World Bank Group lead economist Richard Record noted Malaysia's diversified economic structure.
He commented that the country has a good balance between domestic and external demand, command in various sectors including manufacturing, services and commodities, a sound financial system and an effective public health response as well as proactive macroeconomic policy response to the crisis.
"I think there is a lot of evidence to suggest that Malaysia will ride out this storm better than many other economies around the world.
"That said, we do give a special focus on the vulnerable group in this report.
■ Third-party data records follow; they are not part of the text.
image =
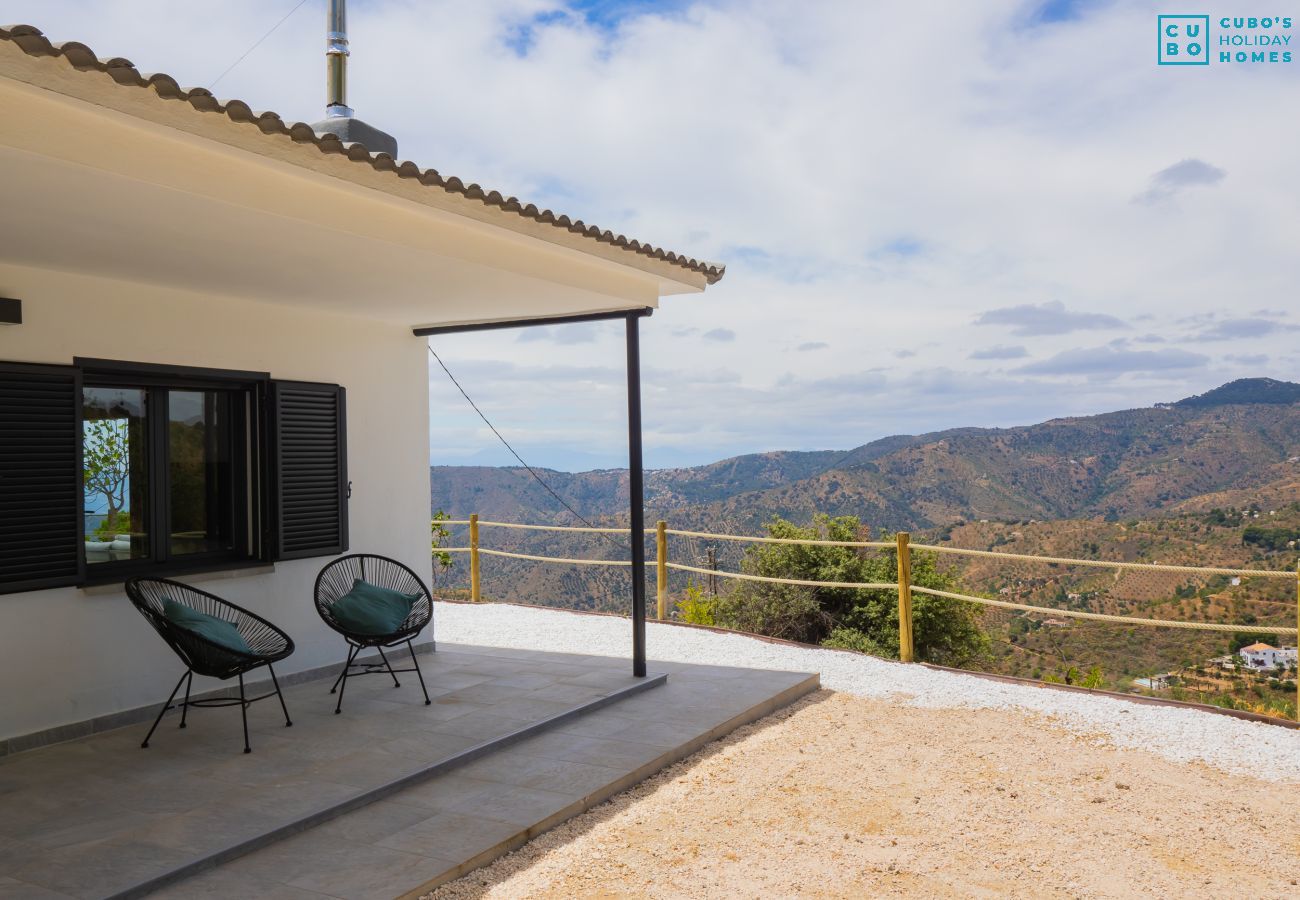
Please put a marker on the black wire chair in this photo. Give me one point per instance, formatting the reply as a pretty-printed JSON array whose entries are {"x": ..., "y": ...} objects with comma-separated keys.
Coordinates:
[
  {"x": 337, "y": 579},
  {"x": 267, "y": 643}
]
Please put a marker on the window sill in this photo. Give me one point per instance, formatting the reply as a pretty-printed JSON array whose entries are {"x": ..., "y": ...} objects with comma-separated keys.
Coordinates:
[{"x": 112, "y": 584}]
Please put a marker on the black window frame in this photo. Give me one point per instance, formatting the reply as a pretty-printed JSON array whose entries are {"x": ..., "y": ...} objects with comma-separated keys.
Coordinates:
[
  {"x": 252, "y": 475},
  {"x": 294, "y": 470}
]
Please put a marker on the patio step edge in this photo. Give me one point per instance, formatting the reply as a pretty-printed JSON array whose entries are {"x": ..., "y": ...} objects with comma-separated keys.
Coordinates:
[
  {"x": 676, "y": 754},
  {"x": 326, "y": 813}
]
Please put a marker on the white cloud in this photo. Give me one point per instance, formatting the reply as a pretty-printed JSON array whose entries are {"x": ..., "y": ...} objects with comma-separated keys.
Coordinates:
[{"x": 876, "y": 176}]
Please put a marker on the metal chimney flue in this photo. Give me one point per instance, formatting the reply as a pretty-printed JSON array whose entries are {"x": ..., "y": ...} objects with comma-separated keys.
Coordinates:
[
  {"x": 339, "y": 119},
  {"x": 336, "y": 60}
]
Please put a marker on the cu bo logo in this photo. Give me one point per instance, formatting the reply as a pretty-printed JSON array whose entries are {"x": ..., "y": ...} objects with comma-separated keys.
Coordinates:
[{"x": 1183, "y": 39}]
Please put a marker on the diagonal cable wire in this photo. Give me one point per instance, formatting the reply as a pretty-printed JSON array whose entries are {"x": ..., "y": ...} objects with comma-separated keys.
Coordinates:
[
  {"x": 256, "y": 44},
  {"x": 514, "y": 453}
]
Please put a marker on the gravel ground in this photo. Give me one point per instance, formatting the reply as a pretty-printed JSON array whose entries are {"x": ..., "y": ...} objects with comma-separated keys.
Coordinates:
[
  {"x": 1231, "y": 745},
  {"x": 849, "y": 796}
]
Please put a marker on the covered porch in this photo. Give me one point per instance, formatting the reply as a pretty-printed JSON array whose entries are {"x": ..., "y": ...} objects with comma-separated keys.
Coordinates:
[{"x": 390, "y": 799}]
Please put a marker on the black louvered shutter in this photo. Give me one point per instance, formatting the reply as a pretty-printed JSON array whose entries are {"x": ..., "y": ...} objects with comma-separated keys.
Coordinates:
[
  {"x": 40, "y": 493},
  {"x": 308, "y": 468}
]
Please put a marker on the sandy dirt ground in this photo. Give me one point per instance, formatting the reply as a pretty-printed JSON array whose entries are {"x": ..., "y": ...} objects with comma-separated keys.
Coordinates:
[{"x": 849, "y": 797}]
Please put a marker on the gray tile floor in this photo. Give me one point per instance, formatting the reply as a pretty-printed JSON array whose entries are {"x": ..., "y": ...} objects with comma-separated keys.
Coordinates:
[{"x": 95, "y": 816}]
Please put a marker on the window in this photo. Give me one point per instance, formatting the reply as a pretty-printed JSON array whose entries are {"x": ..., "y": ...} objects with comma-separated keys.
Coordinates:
[
  {"x": 168, "y": 472},
  {"x": 109, "y": 470}
]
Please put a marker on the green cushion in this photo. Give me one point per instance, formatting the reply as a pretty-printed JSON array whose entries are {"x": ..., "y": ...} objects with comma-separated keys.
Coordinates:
[
  {"x": 219, "y": 631},
  {"x": 368, "y": 609}
]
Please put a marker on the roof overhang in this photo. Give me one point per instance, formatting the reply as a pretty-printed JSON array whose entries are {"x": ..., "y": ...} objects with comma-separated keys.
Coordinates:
[{"x": 120, "y": 184}]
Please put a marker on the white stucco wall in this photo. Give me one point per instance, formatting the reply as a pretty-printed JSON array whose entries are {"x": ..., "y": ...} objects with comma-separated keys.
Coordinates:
[{"x": 72, "y": 654}]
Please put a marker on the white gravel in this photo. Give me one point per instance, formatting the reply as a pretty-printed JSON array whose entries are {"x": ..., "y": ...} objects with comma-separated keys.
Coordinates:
[{"x": 1182, "y": 735}]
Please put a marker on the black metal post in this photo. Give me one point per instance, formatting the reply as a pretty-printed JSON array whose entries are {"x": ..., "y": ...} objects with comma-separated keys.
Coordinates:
[{"x": 636, "y": 490}]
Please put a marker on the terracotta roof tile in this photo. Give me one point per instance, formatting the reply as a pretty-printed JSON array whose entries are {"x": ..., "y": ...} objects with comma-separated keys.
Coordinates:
[{"x": 81, "y": 57}]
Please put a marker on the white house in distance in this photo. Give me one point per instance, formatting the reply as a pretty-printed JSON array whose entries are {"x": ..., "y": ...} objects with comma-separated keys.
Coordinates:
[
  {"x": 169, "y": 260},
  {"x": 1265, "y": 656}
]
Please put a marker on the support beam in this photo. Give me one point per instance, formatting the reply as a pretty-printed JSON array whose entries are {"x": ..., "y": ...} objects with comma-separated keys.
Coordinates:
[
  {"x": 636, "y": 490},
  {"x": 528, "y": 323}
]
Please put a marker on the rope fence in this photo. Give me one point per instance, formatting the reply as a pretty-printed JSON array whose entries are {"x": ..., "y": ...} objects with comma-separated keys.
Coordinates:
[{"x": 904, "y": 587}]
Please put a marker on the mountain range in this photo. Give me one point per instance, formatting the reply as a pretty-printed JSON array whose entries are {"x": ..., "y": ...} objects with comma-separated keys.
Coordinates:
[{"x": 1236, "y": 444}]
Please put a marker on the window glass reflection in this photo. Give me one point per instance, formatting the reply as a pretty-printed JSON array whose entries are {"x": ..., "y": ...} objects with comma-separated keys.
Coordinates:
[{"x": 115, "y": 474}]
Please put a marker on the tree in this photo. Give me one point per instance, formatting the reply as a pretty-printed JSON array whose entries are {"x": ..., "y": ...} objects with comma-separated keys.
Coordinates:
[
  {"x": 105, "y": 464},
  {"x": 438, "y": 533},
  {"x": 945, "y": 631}
]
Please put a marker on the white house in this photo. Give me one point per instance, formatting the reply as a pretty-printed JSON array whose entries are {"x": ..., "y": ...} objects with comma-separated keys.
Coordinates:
[
  {"x": 237, "y": 304},
  {"x": 1264, "y": 656}
]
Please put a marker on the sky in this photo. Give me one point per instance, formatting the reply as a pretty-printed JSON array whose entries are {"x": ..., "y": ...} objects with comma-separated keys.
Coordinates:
[{"x": 932, "y": 215}]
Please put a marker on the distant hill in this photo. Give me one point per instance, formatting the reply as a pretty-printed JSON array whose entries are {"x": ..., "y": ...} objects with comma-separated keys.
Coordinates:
[
  {"x": 1246, "y": 390},
  {"x": 1229, "y": 445}
]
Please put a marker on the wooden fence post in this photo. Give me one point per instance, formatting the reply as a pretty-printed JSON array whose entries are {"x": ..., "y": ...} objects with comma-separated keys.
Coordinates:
[
  {"x": 905, "y": 637},
  {"x": 661, "y": 545},
  {"x": 475, "y": 591}
]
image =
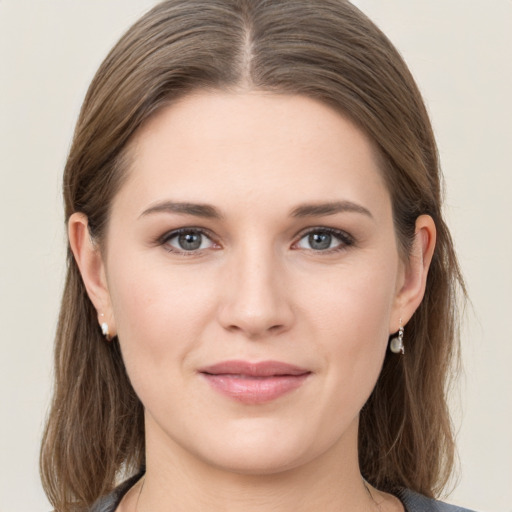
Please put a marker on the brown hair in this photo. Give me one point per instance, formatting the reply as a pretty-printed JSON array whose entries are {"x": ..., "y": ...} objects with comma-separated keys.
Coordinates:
[{"x": 324, "y": 49}]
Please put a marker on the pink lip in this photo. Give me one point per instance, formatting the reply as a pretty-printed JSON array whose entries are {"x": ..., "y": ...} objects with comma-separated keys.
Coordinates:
[{"x": 254, "y": 383}]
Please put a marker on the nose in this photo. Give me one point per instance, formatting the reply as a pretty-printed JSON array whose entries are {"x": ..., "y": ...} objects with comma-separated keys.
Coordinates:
[{"x": 255, "y": 300}]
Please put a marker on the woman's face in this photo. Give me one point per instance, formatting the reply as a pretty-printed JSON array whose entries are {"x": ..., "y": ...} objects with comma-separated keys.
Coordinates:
[{"x": 253, "y": 278}]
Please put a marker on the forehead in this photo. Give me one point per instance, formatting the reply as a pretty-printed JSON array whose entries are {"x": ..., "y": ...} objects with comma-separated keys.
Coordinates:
[{"x": 219, "y": 146}]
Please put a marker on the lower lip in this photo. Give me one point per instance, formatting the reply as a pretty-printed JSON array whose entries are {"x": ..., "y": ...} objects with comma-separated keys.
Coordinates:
[{"x": 255, "y": 390}]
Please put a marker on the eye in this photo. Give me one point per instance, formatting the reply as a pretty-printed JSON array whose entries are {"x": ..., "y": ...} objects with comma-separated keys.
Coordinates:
[
  {"x": 187, "y": 240},
  {"x": 325, "y": 239}
]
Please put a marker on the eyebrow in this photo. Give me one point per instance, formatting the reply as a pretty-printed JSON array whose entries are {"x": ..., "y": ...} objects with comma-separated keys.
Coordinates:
[
  {"x": 196, "y": 209},
  {"x": 331, "y": 208},
  {"x": 210, "y": 212}
]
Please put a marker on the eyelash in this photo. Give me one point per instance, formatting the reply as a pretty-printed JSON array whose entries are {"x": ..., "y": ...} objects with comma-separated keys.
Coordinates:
[{"x": 343, "y": 237}]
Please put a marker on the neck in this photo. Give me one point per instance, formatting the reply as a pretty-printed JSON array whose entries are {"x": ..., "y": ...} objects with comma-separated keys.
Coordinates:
[{"x": 177, "y": 480}]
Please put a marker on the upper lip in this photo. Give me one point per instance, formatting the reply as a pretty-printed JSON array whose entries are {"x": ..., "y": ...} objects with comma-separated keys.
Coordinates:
[{"x": 257, "y": 369}]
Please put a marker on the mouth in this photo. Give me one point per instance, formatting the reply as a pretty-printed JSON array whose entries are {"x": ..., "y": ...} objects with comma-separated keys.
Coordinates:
[{"x": 254, "y": 383}]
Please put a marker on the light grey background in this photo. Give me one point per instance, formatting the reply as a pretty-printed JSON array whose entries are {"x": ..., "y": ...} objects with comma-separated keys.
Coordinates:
[{"x": 459, "y": 51}]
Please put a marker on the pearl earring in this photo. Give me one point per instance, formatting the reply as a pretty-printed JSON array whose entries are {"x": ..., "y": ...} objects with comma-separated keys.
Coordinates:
[
  {"x": 105, "y": 329},
  {"x": 396, "y": 344}
]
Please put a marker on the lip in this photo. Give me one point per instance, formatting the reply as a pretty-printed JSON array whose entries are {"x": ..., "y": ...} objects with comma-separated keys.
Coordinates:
[{"x": 254, "y": 383}]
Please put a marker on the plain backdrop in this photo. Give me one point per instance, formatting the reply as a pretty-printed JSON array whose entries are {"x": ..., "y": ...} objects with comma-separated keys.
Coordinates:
[{"x": 459, "y": 51}]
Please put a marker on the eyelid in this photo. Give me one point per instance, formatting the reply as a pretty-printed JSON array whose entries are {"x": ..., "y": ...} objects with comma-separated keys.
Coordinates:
[
  {"x": 163, "y": 240},
  {"x": 346, "y": 240}
]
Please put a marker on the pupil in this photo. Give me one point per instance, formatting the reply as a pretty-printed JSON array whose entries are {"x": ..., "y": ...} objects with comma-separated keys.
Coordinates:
[
  {"x": 320, "y": 240},
  {"x": 190, "y": 241}
]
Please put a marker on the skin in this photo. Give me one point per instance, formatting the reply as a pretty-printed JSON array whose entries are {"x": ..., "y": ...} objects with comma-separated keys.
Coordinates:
[{"x": 256, "y": 290}]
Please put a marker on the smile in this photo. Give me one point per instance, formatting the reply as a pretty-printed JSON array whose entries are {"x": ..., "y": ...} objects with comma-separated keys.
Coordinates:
[{"x": 254, "y": 383}]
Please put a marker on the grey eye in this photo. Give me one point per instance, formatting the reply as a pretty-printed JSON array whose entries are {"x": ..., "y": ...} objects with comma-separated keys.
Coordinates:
[
  {"x": 321, "y": 241},
  {"x": 189, "y": 241}
]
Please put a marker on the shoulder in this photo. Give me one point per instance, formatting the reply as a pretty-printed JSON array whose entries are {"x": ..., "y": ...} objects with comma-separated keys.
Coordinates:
[{"x": 414, "y": 502}]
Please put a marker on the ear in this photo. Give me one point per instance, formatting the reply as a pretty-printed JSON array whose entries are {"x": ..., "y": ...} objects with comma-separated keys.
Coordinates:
[
  {"x": 90, "y": 263},
  {"x": 414, "y": 272}
]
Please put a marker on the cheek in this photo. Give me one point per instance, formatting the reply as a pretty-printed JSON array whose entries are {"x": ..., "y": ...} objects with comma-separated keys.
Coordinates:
[
  {"x": 349, "y": 317},
  {"x": 159, "y": 312}
]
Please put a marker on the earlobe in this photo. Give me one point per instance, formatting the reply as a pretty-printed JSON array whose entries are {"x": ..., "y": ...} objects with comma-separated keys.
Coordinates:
[
  {"x": 414, "y": 282},
  {"x": 90, "y": 263}
]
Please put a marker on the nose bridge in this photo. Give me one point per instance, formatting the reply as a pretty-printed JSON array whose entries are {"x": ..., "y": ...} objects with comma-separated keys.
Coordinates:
[{"x": 255, "y": 298}]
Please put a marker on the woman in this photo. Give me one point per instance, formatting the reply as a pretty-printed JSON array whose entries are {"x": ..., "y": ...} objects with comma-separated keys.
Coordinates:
[{"x": 253, "y": 208}]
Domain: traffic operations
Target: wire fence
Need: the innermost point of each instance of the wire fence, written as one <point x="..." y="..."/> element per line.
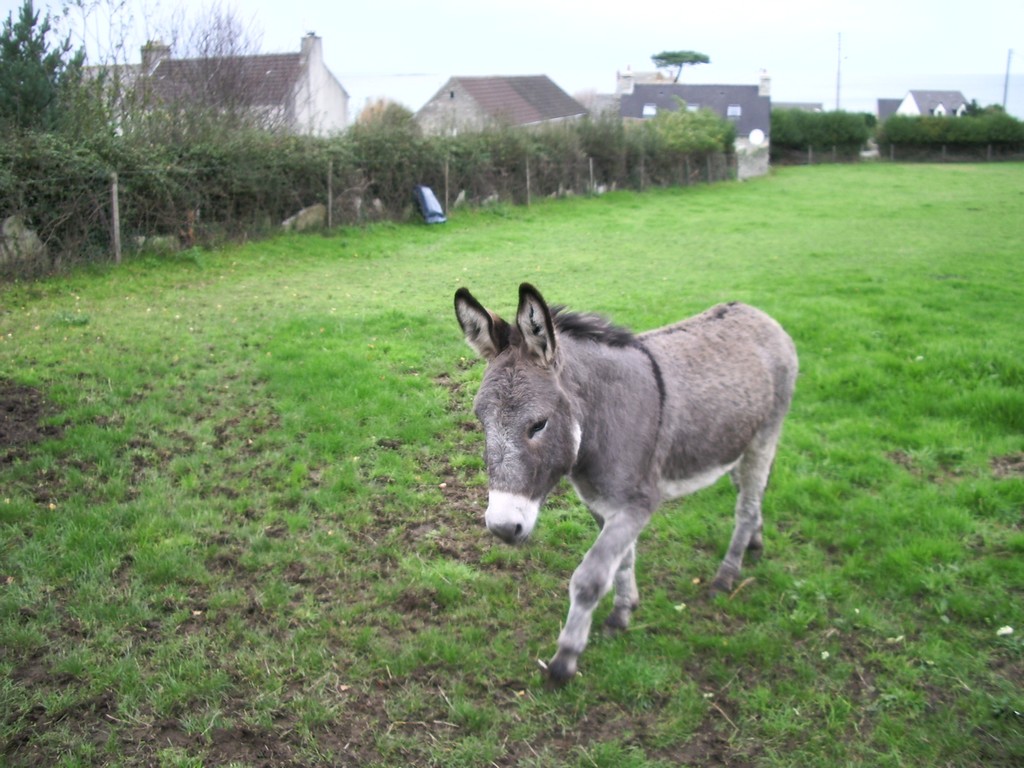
<point x="60" y="210"/>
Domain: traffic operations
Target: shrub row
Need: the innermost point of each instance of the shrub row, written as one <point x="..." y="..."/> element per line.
<point x="993" y="128"/>
<point x="243" y="184"/>
<point x="842" y="133"/>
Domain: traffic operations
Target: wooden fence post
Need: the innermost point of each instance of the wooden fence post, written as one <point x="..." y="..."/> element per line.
<point x="116" y="217"/>
<point x="527" y="181"/>
<point x="330" y="193"/>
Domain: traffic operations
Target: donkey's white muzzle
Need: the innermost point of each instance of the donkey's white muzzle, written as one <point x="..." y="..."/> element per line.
<point x="511" y="517"/>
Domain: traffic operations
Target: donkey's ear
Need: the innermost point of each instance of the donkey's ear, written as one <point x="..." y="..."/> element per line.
<point x="484" y="331"/>
<point x="534" y="320"/>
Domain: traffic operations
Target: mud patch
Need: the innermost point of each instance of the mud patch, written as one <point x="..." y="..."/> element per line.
<point x="23" y="411"/>
<point x="1011" y="465"/>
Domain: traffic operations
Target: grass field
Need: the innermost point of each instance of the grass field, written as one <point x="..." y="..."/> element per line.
<point x="242" y="496"/>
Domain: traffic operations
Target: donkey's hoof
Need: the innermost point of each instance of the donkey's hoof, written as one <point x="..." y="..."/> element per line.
<point x="720" y="587"/>
<point x="616" y="623"/>
<point x="558" y="673"/>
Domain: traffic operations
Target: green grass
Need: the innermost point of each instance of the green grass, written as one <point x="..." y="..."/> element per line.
<point x="251" y="531"/>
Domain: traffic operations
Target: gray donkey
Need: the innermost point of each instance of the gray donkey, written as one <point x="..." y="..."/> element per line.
<point x="633" y="420"/>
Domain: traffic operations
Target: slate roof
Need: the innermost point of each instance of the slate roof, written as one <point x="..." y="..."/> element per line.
<point x="929" y="100"/>
<point x="887" y="108"/>
<point x="755" y="110"/>
<point x="520" y="99"/>
<point x="260" y="80"/>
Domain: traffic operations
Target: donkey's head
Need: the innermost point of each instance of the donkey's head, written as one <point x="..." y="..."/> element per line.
<point x="531" y="436"/>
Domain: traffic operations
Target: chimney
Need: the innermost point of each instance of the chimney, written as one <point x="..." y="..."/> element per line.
<point x="625" y="82"/>
<point x="310" y="43"/>
<point x="153" y="53"/>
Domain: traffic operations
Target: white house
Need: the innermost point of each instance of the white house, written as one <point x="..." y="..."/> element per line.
<point x="934" y="103"/>
<point x="295" y="91"/>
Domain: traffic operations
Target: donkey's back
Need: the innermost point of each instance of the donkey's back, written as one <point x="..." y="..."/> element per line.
<point x="727" y="377"/>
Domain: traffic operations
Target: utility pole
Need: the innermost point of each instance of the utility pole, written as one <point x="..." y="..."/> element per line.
<point x="1006" y="81"/>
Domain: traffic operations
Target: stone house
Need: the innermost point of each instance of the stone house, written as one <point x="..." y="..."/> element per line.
<point x="747" y="107"/>
<point x="293" y="91"/>
<point x="471" y="103"/>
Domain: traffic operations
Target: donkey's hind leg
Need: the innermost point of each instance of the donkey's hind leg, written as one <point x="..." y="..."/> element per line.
<point x="627" y="595"/>
<point x="751" y="477"/>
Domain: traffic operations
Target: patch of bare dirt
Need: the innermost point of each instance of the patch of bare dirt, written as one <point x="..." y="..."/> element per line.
<point x="1011" y="465"/>
<point x="23" y="411"/>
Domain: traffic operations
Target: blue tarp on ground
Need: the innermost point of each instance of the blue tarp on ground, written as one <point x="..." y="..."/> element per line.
<point x="429" y="206"/>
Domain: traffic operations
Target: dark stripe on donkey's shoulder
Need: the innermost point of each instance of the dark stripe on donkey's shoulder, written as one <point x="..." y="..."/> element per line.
<point x="591" y="327"/>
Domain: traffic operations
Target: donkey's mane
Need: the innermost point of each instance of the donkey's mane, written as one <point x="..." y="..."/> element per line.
<point x="590" y="327"/>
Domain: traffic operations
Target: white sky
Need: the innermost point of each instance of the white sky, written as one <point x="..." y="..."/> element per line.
<point x="406" y="49"/>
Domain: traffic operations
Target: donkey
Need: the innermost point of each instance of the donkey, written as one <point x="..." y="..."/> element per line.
<point x="633" y="420"/>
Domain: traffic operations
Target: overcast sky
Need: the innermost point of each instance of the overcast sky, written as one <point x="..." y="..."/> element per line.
<point x="406" y="49"/>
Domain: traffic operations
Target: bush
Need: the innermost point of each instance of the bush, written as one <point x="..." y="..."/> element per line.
<point x="993" y="128"/>
<point x="800" y="131"/>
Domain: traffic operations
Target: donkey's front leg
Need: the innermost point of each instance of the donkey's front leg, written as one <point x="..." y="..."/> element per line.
<point x="590" y="583"/>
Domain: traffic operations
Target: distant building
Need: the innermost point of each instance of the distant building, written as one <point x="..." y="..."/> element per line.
<point x="887" y="108"/>
<point x="935" y="103"/>
<point x="801" y="105"/>
<point x="293" y="91"/>
<point x="471" y="103"/>
<point x="747" y="107"/>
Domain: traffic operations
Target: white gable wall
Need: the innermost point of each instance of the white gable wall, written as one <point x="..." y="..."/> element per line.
<point x="321" y="102"/>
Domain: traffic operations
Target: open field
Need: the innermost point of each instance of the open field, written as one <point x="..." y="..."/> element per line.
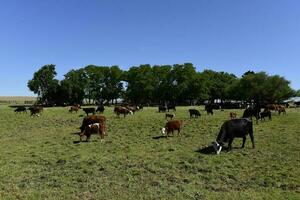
<point x="40" y="158"/>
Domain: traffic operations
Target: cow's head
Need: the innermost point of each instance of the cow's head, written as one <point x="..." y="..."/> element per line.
<point x="217" y="147"/>
<point x="163" y="131"/>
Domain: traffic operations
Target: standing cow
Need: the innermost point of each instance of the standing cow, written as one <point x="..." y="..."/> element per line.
<point x="194" y="112"/>
<point x="234" y="128"/>
<point x="171" y="126"/>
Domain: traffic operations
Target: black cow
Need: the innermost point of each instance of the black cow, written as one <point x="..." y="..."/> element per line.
<point x="194" y="112"/>
<point x="21" y="109"/>
<point x="235" y="128"/>
<point x="265" y="113"/>
<point x="89" y="110"/>
<point x="100" y="109"/>
<point x="209" y="109"/>
<point x="171" y="107"/>
<point x="162" y="109"/>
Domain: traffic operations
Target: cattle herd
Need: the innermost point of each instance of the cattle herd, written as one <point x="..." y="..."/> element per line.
<point x="231" y="128"/>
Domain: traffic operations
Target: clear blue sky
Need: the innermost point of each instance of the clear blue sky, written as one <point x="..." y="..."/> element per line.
<point x="222" y="35"/>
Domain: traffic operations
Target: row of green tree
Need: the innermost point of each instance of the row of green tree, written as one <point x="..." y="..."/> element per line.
<point x="178" y="84"/>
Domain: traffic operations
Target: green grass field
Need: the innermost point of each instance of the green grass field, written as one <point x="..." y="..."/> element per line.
<point x="41" y="159"/>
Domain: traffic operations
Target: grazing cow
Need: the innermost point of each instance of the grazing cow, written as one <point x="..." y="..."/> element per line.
<point x="89" y="110"/>
<point x="74" y="109"/>
<point x="252" y="112"/>
<point x="171" y="107"/>
<point x="232" y="115"/>
<point x="92" y="119"/>
<point x="209" y="109"/>
<point x="194" y="112"/>
<point x="93" y="128"/>
<point x="162" y="109"/>
<point x="100" y="109"/>
<point x="265" y="113"/>
<point x="170" y="116"/>
<point x="171" y="126"/>
<point x="281" y="109"/>
<point x="230" y="129"/>
<point x="133" y="109"/>
<point x="35" y="110"/>
<point x="121" y="110"/>
<point x="21" y="109"/>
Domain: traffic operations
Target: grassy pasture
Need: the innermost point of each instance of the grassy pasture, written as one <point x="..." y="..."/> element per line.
<point x="41" y="159"/>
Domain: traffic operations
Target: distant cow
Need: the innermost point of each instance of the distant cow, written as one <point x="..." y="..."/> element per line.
<point x="251" y="112"/>
<point x="89" y="110"/>
<point x="92" y="119"/>
<point x="265" y="113"/>
<point x="21" y="109"/>
<point x="209" y="109"/>
<point x="35" y="110"/>
<point x="93" y="128"/>
<point x="121" y="110"/>
<point x="171" y="107"/>
<point x="162" y="109"/>
<point x="232" y="115"/>
<point x="281" y="109"/>
<point x="100" y="109"/>
<point x="74" y="109"/>
<point x="234" y="128"/>
<point x="194" y="112"/>
<point x="171" y="126"/>
<point x="170" y="115"/>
We think one of the challenges that Malaysia has had is that the safety net covers a lot of people, but it doesn't provide an awful lot of protection to them, just when they need it from this type of economic shock," Record said at a virtual press conference today after the launch of World Bank's Malaysia Economic Monitor - 'Surviving the Storm' report.
As Malaysia aspires to become a developed high-income economy, Record said that it is important for the government to put in place a social protection framework which can protect vulnerable groups, especially the B40 group, from any kind of shocks, be it a pandemic or any economic crisis in the future.
"So in that sense, I suppose this crisis provides an opportunity [for the government] to think about some of these reforms that would help ensure Malaysia would be even more resilient in the future," he added.
Speaking at the same press conference, World Bank Malaysia country manager Firas Raad acknowledged that the current economic recession is one massive economic storm and Malaysia is not the only country facing it.
"We feel that Malaysia has what it takes to weather it all, to come out on the other side of the storm, and it can survive because of many different reasons; its diversified economic structure, its macroeconomic management, the strong financial system.
"So there are many factors to support this idea that Malaysia will survive the storm and recover economically," Raas explained.
Earlier, the World Bank projected Malaysia's economy to contract by 3.1% in 2020, due to a sharp slowdown in economic activity caused by the COVID-19 pandemic and lockdown measures to contain its spread.
However, the World Bank expects growth to resume in 2021 at 6.9% as the outbreak eases.
In the Malaysia Economic Monitor report released today, it highlighted that the crisis has underscored the need to better protect vulnerable individuals and households in Malaysia, during the recovery period and beyond.
Although the coverage of social assistance is high across all income groups, especially among the B20, the World Bank argued that social assistance programmes in Malaysia had so far only had a modest impact on poverty reduction and promoting productive employment.
"Alongside cash-based social assistance, Malaysia will need to address the increasing demand for non-cash support services, especially for the elderly.
"Coverage and adequacy of long-term savings arrangements need to be improved as in the short term, the COVID-19 crisis may increase the vulnerability of older persons while temporarily reducing their savings for retirement," the World Bank said.